27/07/2017

Mathias Rasch und Josef Hirte
Wicked Cricket
Grillen-Snacks aus München

„Wenn sie einen glücklichen Tag haben, bekommen sie auch mal einen Apfel“

Timon und Pumba schwören schon seit Ewigkeiten darauf und Mathias und Josef jetzt auch: Entomophagie – das Essen von Insekten. Die beiden Münchener bieten seit kurzem geröstete Grillen-Snacks an.

PULS: Wie schmecken Grillen?

Josef: Eine einheitliche Antwort gibt’s da nicht. Viele sagen, dass es nach Popcorn schmeckt oder ein bisschen nussig. 

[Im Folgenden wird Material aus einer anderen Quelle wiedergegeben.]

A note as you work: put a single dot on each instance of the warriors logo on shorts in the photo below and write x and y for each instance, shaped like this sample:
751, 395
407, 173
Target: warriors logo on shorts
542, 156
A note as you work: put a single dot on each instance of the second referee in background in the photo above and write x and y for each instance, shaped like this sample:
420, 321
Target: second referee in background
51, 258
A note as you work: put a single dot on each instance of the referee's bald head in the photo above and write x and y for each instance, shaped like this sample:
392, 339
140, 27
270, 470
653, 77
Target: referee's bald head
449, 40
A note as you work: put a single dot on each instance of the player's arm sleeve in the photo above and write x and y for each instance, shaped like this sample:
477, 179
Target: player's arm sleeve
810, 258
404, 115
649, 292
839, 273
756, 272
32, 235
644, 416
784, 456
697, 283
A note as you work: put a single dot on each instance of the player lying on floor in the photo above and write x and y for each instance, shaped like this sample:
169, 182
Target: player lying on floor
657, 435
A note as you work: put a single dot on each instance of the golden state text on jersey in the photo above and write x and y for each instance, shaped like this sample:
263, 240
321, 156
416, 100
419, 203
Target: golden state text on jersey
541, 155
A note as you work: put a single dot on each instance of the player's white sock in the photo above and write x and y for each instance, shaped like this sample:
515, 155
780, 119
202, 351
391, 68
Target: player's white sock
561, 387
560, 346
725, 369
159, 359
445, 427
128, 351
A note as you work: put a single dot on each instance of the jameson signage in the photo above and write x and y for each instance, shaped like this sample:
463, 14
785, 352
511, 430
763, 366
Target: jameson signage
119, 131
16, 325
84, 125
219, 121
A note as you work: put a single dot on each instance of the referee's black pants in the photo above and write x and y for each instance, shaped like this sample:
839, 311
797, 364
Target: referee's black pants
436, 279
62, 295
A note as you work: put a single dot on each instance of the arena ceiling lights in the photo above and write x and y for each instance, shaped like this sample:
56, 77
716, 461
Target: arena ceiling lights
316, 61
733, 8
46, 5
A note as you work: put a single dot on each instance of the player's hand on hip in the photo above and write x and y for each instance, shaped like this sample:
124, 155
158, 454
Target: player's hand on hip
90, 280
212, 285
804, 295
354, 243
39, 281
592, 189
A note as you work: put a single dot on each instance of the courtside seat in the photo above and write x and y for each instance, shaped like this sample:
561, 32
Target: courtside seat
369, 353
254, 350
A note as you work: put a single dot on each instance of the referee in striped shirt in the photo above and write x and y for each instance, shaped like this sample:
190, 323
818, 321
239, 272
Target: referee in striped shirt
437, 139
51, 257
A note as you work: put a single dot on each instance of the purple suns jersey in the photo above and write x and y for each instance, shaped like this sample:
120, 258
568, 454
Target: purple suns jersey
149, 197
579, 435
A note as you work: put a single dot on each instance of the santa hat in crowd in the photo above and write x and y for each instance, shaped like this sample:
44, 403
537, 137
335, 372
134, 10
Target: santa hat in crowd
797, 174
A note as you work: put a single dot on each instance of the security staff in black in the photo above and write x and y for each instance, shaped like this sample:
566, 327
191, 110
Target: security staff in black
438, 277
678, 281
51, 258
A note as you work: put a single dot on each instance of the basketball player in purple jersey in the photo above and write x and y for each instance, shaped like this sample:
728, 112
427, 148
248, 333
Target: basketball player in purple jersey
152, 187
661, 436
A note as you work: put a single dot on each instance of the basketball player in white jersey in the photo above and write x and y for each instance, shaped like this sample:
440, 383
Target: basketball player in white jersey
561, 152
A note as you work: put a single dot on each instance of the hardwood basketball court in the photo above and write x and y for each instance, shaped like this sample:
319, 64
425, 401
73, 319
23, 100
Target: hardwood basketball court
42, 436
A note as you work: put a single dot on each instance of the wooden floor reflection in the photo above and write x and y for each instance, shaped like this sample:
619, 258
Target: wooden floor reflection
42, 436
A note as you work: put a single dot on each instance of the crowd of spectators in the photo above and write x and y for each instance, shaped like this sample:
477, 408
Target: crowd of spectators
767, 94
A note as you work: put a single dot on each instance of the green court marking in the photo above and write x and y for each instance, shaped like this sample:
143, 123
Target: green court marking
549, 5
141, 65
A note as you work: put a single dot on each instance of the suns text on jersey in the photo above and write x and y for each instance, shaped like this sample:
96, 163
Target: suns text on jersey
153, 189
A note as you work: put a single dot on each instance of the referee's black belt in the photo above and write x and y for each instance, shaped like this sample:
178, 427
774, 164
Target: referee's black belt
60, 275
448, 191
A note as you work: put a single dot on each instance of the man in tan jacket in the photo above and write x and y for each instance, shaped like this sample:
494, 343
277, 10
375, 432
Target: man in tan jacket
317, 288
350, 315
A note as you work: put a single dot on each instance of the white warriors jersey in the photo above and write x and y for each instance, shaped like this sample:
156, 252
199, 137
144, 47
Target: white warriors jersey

Wann habt ihr zum ersten Mal Insekten gegessen?

Josef: Bei mir ist das bestimmt schon so 12 bis 13 Jahre her, als ich in Thailand war. In Südostasien bekommt man das ja überall.

Mathias: Bei mir war das in Kolumbien. Da habe ich das erste Mal Ameisen gegessen. Es war was Neues, aber ich fand es nicht wirklich eklig. Wenn man sich mal damit beschäftigt, dann merkt man auch, dass der Ekel unbegründet ist. Das ist einfach ein kulturelles Problem. Der Unterschied zu einem Scampi oder zu einem Hummer ist eigentlich nicht groß.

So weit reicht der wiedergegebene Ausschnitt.